By the mid-fifth century, then, the Balkans could be described as a majority Christian society – a fact that threw up its own set of political problems. Thessalonica became the seat of the prefecture of Illyricum at the expense of Sirmium (which was sacked by Huns in AD 441 and definitively destroyed by Avars in 583), from where the relics of St Demetrius were transferred. Thessalonica was also the seat of a powerful bishop who, from the last quarter of the fourth century, was under the authority of the pope.[7] Despite the attempts of the patriarch of Constantinople to limit the bishop’s prerogatives in his capacity as vicar of the pope, it was only in AD 535 that this power was shared with the head of the archbishopric of Justiniana Prima before being definitively transferred to the Constantinopolitan patriarchate in AD 732 by order of Leo III.
[1] See the EPROER series, edited by M. J. Vermaseren. For a discussion of monotheistic cults, see Mitchell and Van Nuffelen (2010).
[2] Significantly, the Temple of Apollo on Delos was never converted into a Christian church as was, for example, the Temple of Apollo at Delphi.
[3] The majority of Christian inscriptions are in Greek, the minority in Latin. There are a few bi-lingual ones and even some in Latin that’ve been transliterated with Greek characters. Only a few, however, are pre-Constantinian. One of which is the bronze ship lamp of Smederevo Serbia (Vinceia, Moesia Superior), which explains that Termogene made an offering to God: “Dei in domu Termogenes votum fecit” alongside coins that date to mid-third century i.e. the period of the Decian persecution.
[4] Churches in which the Constantinopolitan liturgy was used did not have pastophoria (flanking chambers north and south of the apse) as was the tradition in the pre-iconoclastic churches of Constantinople. The erection of an ambo in the middle of the nave was also a mark of Constantinopolitan influence. The tripartite sanctuary was typical of Syrian early Christian architecture. In this type the central apse is flanked by two chambers rrelated to the Preparation of the Fifts. A large number of Byzantine churches found in Bulgaria display this type of sanctuary.

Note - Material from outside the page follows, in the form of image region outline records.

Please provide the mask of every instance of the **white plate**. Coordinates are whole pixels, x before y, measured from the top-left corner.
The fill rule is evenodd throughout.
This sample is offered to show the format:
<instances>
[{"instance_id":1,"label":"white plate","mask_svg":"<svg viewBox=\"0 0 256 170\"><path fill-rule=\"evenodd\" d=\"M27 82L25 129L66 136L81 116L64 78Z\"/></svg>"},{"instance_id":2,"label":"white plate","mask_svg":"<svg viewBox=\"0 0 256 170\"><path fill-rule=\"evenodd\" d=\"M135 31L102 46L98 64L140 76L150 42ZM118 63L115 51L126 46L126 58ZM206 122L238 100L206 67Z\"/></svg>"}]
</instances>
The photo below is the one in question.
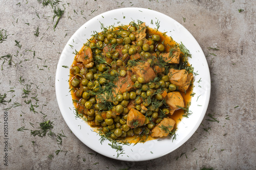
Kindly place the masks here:
<instances>
[{"instance_id":1,"label":"white plate","mask_svg":"<svg viewBox=\"0 0 256 170\"><path fill-rule=\"evenodd\" d=\"M104 27L128 25L132 21L140 20L151 28L171 36L179 43L182 42L192 55L189 62L199 75L195 76L196 93L191 100L189 110L193 112L188 118L183 118L178 126L176 140L163 139L153 140L144 143L123 145L123 153L117 158L116 150L109 144L108 140L100 144L100 137L91 131L91 128L81 119L76 118L74 113L72 99L69 92L69 68L74 58L72 54L79 51L83 43L91 37L94 31L100 32L101 24ZM73 47L71 45L73 46ZM200 81L199 81L200 80ZM114 10L100 14L82 26L71 37L64 48L59 59L56 73L56 93L58 104L64 119L74 134L85 144L95 151L110 158L121 160L138 161L157 158L174 151L186 142L195 133L201 124L206 111L210 92L210 74L208 64L199 44L192 35L181 25L172 18L153 10L137 8ZM199 87L200 86L201 87ZM199 97L198 97L199 96ZM120 152L119 152L120 153Z\"/></svg>"}]
</instances>

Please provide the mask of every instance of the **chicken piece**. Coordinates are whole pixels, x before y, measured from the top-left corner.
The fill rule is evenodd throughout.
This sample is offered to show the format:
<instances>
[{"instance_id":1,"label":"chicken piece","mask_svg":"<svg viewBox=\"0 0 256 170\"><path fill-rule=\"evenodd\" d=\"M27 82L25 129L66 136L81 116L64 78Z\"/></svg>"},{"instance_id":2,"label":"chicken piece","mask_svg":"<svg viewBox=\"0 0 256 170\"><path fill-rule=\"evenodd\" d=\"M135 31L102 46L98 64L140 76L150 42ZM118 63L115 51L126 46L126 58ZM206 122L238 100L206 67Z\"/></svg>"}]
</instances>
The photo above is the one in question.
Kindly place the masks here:
<instances>
[{"instance_id":1,"label":"chicken piece","mask_svg":"<svg viewBox=\"0 0 256 170\"><path fill-rule=\"evenodd\" d=\"M169 53L162 53L160 57L167 63L179 64L180 63L180 50L179 48L170 50Z\"/></svg>"},{"instance_id":2,"label":"chicken piece","mask_svg":"<svg viewBox=\"0 0 256 170\"><path fill-rule=\"evenodd\" d=\"M127 106L127 108L129 110L133 109L135 109L135 101L134 100L130 101L129 103L128 103L128 105Z\"/></svg>"},{"instance_id":3,"label":"chicken piece","mask_svg":"<svg viewBox=\"0 0 256 170\"><path fill-rule=\"evenodd\" d=\"M145 22L143 22L139 26L138 30L134 32L137 41L141 40L146 37L146 25Z\"/></svg>"},{"instance_id":4,"label":"chicken piece","mask_svg":"<svg viewBox=\"0 0 256 170\"><path fill-rule=\"evenodd\" d=\"M114 88L113 94L116 97L118 93L123 93L125 92L129 92L134 88L134 83L131 79L132 74L131 71L127 71L125 77L120 77L117 81L115 82L116 87Z\"/></svg>"},{"instance_id":5,"label":"chicken piece","mask_svg":"<svg viewBox=\"0 0 256 170\"><path fill-rule=\"evenodd\" d=\"M168 136L174 129L175 121L170 118L164 118L152 130L153 137L165 137Z\"/></svg>"},{"instance_id":6,"label":"chicken piece","mask_svg":"<svg viewBox=\"0 0 256 170\"><path fill-rule=\"evenodd\" d=\"M90 47L87 48L86 51L79 55L77 58L77 62L82 62L87 68L91 68L93 66L93 52Z\"/></svg>"},{"instance_id":7,"label":"chicken piece","mask_svg":"<svg viewBox=\"0 0 256 170\"><path fill-rule=\"evenodd\" d=\"M115 48L113 48L113 46L111 45L106 45L104 48L103 48L102 55L105 56L106 53L108 53L111 52L114 53L114 52L117 52L119 54L118 58L121 58L123 56L122 53L122 50L124 48L123 46L121 45L117 45L115 47ZM112 54L114 54L114 53Z\"/></svg>"},{"instance_id":8,"label":"chicken piece","mask_svg":"<svg viewBox=\"0 0 256 170\"><path fill-rule=\"evenodd\" d=\"M165 69L164 68L164 67L160 67L158 65L154 65L153 66L153 69L156 74L161 73L162 72L163 72L163 71L164 71L164 70Z\"/></svg>"},{"instance_id":9,"label":"chicken piece","mask_svg":"<svg viewBox=\"0 0 256 170\"><path fill-rule=\"evenodd\" d=\"M127 116L126 124L131 128L135 128L143 125L146 118L139 111L132 108Z\"/></svg>"},{"instance_id":10,"label":"chicken piece","mask_svg":"<svg viewBox=\"0 0 256 170\"><path fill-rule=\"evenodd\" d=\"M170 68L168 76L170 78L170 83L178 87L179 90L182 91L185 91L188 89L193 78L193 74L188 74L185 69Z\"/></svg>"},{"instance_id":11,"label":"chicken piece","mask_svg":"<svg viewBox=\"0 0 256 170\"><path fill-rule=\"evenodd\" d=\"M137 76L144 77L145 83L148 83L156 78L156 74L148 62L139 62L137 65L132 68L132 70Z\"/></svg>"},{"instance_id":12,"label":"chicken piece","mask_svg":"<svg viewBox=\"0 0 256 170\"><path fill-rule=\"evenodd\" d=\"M164 98L166 104L169 106L170 114L173 115L174 111L184 107L183 98L179 91L172 91L167 94Z\"/></svg>"}]
</instances>

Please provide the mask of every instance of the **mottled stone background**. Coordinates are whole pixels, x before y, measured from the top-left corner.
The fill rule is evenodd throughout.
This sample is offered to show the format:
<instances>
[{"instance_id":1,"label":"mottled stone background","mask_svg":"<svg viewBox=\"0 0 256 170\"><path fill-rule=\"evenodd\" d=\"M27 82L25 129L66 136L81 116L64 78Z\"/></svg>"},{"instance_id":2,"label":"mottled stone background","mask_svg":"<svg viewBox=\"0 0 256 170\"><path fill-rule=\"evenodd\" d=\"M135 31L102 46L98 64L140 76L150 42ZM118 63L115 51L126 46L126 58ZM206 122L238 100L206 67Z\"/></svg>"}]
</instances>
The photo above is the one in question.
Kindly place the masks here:
<instances>
[{"instance_id":1,"label":"mottled stone background","mask_svg":"<svg viewBox=\"0 0 256 170\"><path fill-rule=\"evenodd\" d=\"M50 6L36 0L0 1L0 30L5 40L0 41L0 57L12 57L10 64L7 57L5 62L3 57L0 59L0 93L7 94L7 101L11 99L6 105L0 104L0 169L256 169L255 1L67 0L58 6L65 8L65 13L54 30L56 18L53 22ZM139 162L105 157L79 141L61 116L54 83L60 53L74 33L101 13L130 7L150 8L183 25L207 56L212 87L208 110L196 133L174 152ZM34 35L37 28L38 37ZM27 98L26 85L31 89ZM26 104L25 100L31 103ZM6 166L4 113L10 107ZM207 121L208 114L219 122ZM62 144L47 136L30 135L44 118L53 122L53 132L63 131L67 136L62 137ZM23 127L28 130L17 131ZM57 150L62 152L57 155Z\"/></svg>"}]
</instances>

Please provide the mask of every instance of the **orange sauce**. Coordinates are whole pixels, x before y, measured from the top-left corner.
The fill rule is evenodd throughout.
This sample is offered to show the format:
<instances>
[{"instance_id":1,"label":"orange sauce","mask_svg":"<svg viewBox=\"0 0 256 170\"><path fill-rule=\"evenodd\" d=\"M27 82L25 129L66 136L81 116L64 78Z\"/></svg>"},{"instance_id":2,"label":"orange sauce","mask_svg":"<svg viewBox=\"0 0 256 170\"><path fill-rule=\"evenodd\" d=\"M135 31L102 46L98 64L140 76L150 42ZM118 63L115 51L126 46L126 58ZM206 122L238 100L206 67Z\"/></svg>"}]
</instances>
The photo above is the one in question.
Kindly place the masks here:
<instances>
[{"instance_id":1,"label":"orange sauce","mask_svg":"<svg viewBox=\"0 0 256 170\"><path fill-rule=\"evenodd\" d=\"M164 34L163 34L162 33L159 32L159 31L157 31L156 29L153 29L152 28L148 28L148 32L150 35L153 35L153 34L157 34L159 35L160 37L161 37L161 41L164 40L164 43L165 44L168 44L169 45L165 45L165 49L166 51L168 51L169 49L170 48L170 47L172 46L175 45L175 44L177 44L177 42L176 42L172 37L169 37L168 36L166 36ZM93 39L92 40L90 40L91 42L95 42L97 41L97 40L95 40L95 39ZM83 48L84 48L85 46L83 46L83 47L81 48L81 50L79 51L78 52L78 55L81 55L83 53ZM74 60L72 63L72 65L71 66L72 67L73 67L74 66L77 65L78 64L79 64L75 60L76 58L77 55L76 55L74 58ZM83 65L83 64L81 64ZM83 66L80 66L79 67L82 68L82 67L84 67ZM70 71L70 80L69 80L69 84L70 86L71 86L71 81L72 80L73 78L74 78L74 75L72 74L72 72ZM85 78L85 76L83 76L84 78ZM182 96L183 100L184 100L184 105L186 106L187 106L187 104L191 101L191 99L192 96L190 95L190 94L193 93L193 84L189 86L188 89L186 90L186 92L182 92L182 91L180 91L181 95ZM71 90L71 95L72 97L73 100L77 100L79 101L81 99L80 98L78 98L77 96L76 96L75 95L75 92L78 90L78 88L75 88L73 87L74 90ZM81 107L79 105L79 104L76 103L76 102L74 102L74 106L77 109L78 109L78 111L80 112L83 112L83 110L84 109L83 107ZM177 127L179 123L181 121L182 118L183 117L183 115L184 114L184 110L182 109L178 109L176 110L173 114L172 115L169 115L168 117L171 118L173 119L176 122L176 124L175 125L174 128L176 128ZM97 129L100 128L101 127L101 126L95 126L95 123L94 123L94 120L93 121L88 121L88 122L87 122L88 123L89 125L90 125L92 128L97 128ZM140 140L140 141L142 141L143 142L146 141L148 140L151 140L153 139L155 139L157 138L157 138L157 137L154 137L151 136L143 136L142 137L142 138L140 138L140 137L138 136L129 136L129 137L126 137L125 138L121 139L122 141L125 142L127 141L130 143L136 143L138 142L139 142Z\"/></svg>"}]
</instances>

[5] The first successful missionary in the area was Nicetas of Remesiana (d. 414).
[6] A marble reliquary found in the crypt of the church on the hill Djanavar-tepe in the Odessos hinterland also revealed objects of hybrid beauty such as a golden casket ornamented with swastika-shaped beds of garnets and blue emeralds (neutered by an outer silver reliquary box decorated with Latin crosses).
[7] This was ultimately a political matter. The bishoprics in Illyricum were originally under the control of the episcopate of Rome. At the same time, the provinces of Illyricum were under the secular administration of Constantinople, which presupposed that their episcopates were religiously bound to Constantinople’s patriarchate.